Preisträger des Jahres 2019

Thomas Mauch 2019

Thomas Mauch ist, zumindest für Herzog, Kluge und mich, ein Kameramann, dem wir einen Teil unserer Identität als Filmemacher verdanken.

Helma Sanders-Brahms (Regisseurin)

Thomas Mauch (geb. 1937 in Heidenheim an der Brenz) arbeitet seit fast 60 Jahren als bildgestaltender Kameramann. Insgesamt ist er für die Bilder bei mehr als 70 abendfüllenden Filmen
sowie zahlreichen Kurzfilmen und Fernsehprojekten verantwortlich und gilt als ein prägender Akteur des Neuen Deutschen Films.

Die Begeisterung für Fotografie und Film wurde ihm gewissermaßen in die Wiege gelegt. Sein Vater, der nach eigener Aussage selbst Fotograf werden wollte, unterstützte seinen Sohn daher in dessen Berufswunsch. Mauchs Mutter war die Vorsitzende des Filmclubs in Heidenheim. Mauch selbst begann nach dem Abschluss der Waldorfschule eine Ausbildung als Fotograf und absolvierte ab 1957 ein Volontariat bei der Gesellschaft für Bildende Filme in München. Dort lernte er Edgar Reitz kennen, bei dessen ersten Kurz- und Dokumentarfilmen Mauch als Kamera-Assistent mitwirkte. Ab 1963 arbeitete er als freischaffender Kameramann und Dozent am Institut für Filmgestaltung an der Hochschule für Gestaltung in Ulm. Hier entstanden die ersten Ideen von Spontaneität, Improvisation und dem Einsatz von Handkameras – Vorsätze und Techniken die sowohl den Neuen Deutschen Film als auch den dokumentarischen Stil von Mauchs Gesamtwerk nachhaltig prägen sollten.
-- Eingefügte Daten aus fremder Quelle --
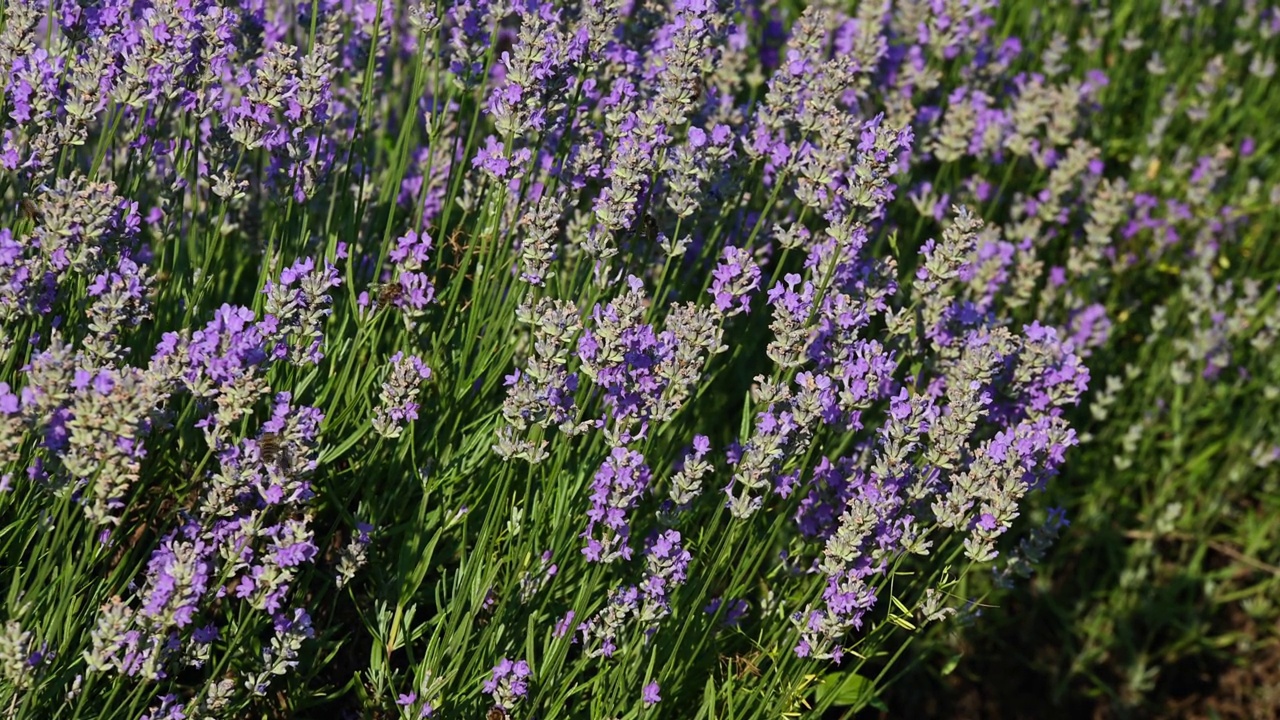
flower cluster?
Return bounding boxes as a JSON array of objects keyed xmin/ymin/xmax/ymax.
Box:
[
  {"xmin": 582, "ymin": 447, "xmax": 652, "ymax": 564},
  {"xmin": 373, "ymin": 352, "xmax": 433, "ymax": 438},
  {"xmin": 483, "ymin": 658, "xmax": 532, "ymax": 713}
]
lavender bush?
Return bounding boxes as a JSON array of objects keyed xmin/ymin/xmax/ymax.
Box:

Erkennbar wird diese dokumentarisch anmutende Bildästhetik auch in einem von Mauchs ersten Langspielfilmen, Alexander Kluges ABSCHIED VON GESTERN (1966), bei dem er neben Reitz als zweiter Kameramann fungierte. Der Film feierte international Erfolge und gilt heute als Geburtsstunde des Neuen Deutschen Films. 1968 war Mauch als bildgestaltender Kameramann an Werner Herzogs Debütfilm LEBENSZEICHEN beteiligt. Es sollte der Beginn einer langjährigen Zusammenarbeit sein, aus der Werke wie AGUIRRE, DER ZORN GOTTES (1972) oder FITZCARRALDO (1982) hervorgingen. Eine fruchtbare berufliche Partnerschaft war außerdem jene mit Werner Schroeter, mit dem Mauch seinen persönlichen Lieblingsfilm NEAPOLITANISCHE GESCHWISTER (1978) sowie PALERMO ODER WOLFSBURG (1980) realisierte. Von 2003 bis 2004 arbeitete er an HEIMAT 3 – CHRONIK EINER ZEITENWENDE, dem dritten Teil der Trilogie von Edgar Reitz.

In besonderem Maße prägend für Mauchs Gesamtwerk sind aber auch das feministische Kino der 1960er und 70er Jahre und dessen Protagonistinnen. In Filmen wie Ula Stöckls NEUN LEBEN HAT DIE KATZE (1968) oder UNTER DEM PLASTER IST DER STRAND (1975) von Helma Sanders-Brahms beobachtet seine Kamera aufmerksam zeitgenössische weibliche Lebenswirklichkeiten in der damaligen Bundesrepublik. Neben seiner langjährigen Arbeit als Kameramann und Kollaborationen mit bedeutenden internationalen Regisseuren (beispielweise Jan Němec), wird Mauch ab 1964 (TUNNEL 57) auch selbst als Regisseur tätig. Zudem gründete er seine eigene Produktionsfirma, die u.a. für die Produktion von PALERMO ODER WOLFSBURG verantwortlich zeichnete, der 1980 bei den Internationalen Filmfestspielen Berlin mit dem Goldener Bären ausgezeichnet wurde.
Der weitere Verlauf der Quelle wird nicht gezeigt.